Shifting RFs: timing. A. Shifting RF activity aligned to probe onset for an example neuron. Start of the shift is much later than the neuron's normal visual latency. Also shown are times of saccade onset in each trial (dots) corresponding to the eye position data (traces at bottom). B. Shifting RF activity aligned to saccade initiation. For this neuron, shift onset time and saccadic onset time were correlated with Pearson R = 0.97; for the population, R = 0.50 (both p < 0.01).

Figure 6

Shifting RFs: timing of CD influence. A. Shift onset times for four example FEF neurons. The orange trace is from the neuron in Fig. 5A, and the red trace is from the neuron in Figure 3B. The blue and green traces show data from two other neurons. Shift magnitudes are normalized to each other to facilitate comparison of timing. B. Distribution of shift onset times for the sample of FEF neurons (n=26). C. Distribution of CD onset times (the start of the saccade-related bursts) in the population of MD relay neurons that project to FEF.

Figure 7

Shifting RFs: necessity of CD pathway. A. Inactivation of the CD pathway while an FEF neuron with a shifting RF is recorded. B. Example of a shifting RF that was impaired by MD inactivation. C. (Left) The deficit in the population of neurons. Reductions in activity were seen only in the FF, not the RF, and only for contralateral, not ipsilateral, saccades. (Right) Task configurations for testing shifting RFs that accompanied contralateral (contra) saccades vs. ipsilateral (ipsi) saccades. **, significant changes at p < 0.0001 level.

Figure 8

The forward model concept. CD (left) is combined with the current state of the system to generate a prediction of the sensory input (upper right). This prediction is compared with the actual, reafferent sensory input (lower right). Resultant discrepancies inform the brain about external influences and miscalibrations. Modified from Wolpert & Miall (1996) with permission from Elsevier.

Figure 9

Hypothesized chain of saccadic CD in the primate brain. Descending visuomotor levels (right) extend from the cortical areas that detect a visual stimulus (top) to the brainstem motor neurons that contract the muscles (bottom).
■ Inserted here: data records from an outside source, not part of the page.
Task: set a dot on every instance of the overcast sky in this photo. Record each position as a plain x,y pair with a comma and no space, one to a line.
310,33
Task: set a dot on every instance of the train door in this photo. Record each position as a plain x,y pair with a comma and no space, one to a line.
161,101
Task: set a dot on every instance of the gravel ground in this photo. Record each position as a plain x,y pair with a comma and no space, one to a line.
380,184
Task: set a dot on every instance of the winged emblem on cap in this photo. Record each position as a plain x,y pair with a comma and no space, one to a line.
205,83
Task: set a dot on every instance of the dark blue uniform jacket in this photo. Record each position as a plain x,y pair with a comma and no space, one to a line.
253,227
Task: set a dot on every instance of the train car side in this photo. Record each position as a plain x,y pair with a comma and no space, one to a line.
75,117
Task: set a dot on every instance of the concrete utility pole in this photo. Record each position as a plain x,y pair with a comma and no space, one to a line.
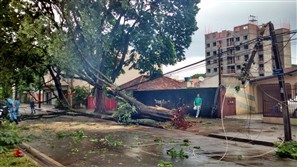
247,66
219,55
280,74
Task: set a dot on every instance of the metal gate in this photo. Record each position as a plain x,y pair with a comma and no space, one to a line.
271,99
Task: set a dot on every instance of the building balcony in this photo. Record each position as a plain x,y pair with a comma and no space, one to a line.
230,62
230,71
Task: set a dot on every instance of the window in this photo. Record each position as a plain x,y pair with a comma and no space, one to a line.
246,57
261,57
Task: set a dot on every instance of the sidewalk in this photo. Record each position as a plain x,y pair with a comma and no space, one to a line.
244,128
255,131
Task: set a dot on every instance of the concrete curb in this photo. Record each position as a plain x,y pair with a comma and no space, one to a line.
40,158
258,142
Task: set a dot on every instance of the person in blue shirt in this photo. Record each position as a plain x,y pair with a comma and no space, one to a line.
17,105
32,106
197,105
11,107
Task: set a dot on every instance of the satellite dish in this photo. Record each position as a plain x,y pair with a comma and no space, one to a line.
201,78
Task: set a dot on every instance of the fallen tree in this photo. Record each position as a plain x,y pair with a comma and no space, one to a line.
94,40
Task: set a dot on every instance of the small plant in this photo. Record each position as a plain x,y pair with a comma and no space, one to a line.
78,135
179,119
174,154
287,150
165,164
196,147
74,150
206,123
186,142
110,141
62,134
80,95
9,136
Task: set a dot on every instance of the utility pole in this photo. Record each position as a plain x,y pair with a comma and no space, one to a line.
280,74
219,55
217,100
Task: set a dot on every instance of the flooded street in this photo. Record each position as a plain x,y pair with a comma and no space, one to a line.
81,141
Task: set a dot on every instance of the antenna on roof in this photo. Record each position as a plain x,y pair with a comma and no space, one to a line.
253,19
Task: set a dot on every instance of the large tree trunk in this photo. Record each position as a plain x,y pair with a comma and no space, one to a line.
144,111
100,101
57,81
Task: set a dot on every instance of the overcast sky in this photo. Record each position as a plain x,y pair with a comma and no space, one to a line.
218,15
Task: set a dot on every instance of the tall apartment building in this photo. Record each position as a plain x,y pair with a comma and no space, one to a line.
235,53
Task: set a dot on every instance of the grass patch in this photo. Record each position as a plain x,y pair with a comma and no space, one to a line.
287,150
7,159
165,164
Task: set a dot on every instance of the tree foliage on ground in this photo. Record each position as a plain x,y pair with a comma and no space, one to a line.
93,40
198,75
100,38
25,36
80,95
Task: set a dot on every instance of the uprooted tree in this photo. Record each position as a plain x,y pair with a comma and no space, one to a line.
93,40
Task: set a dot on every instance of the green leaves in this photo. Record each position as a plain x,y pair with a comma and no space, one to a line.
287,150
9,136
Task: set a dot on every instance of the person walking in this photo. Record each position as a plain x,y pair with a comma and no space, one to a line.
11,107
197,105
32,106
17,105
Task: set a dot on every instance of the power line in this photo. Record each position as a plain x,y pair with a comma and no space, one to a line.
214,56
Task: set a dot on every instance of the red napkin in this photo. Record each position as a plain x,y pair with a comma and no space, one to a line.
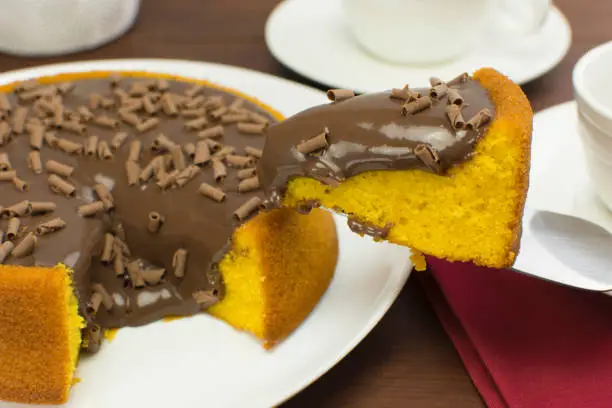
526,343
Ascending CD signals may branch from any of these levels (left). The pathway that branches from SC up to the FEF conveys a CD signal rich with spatial vector information, because that is the nature of the signal found in the SC and sent downstream from it. Other CD signals, branching from above and below the SC level, would reflect other aspects of movement. It may be more accurate to consider CD as a set of signals representing the state of each saccade-related motor level, in contrast to a unitary CD signal representing the saccade itself.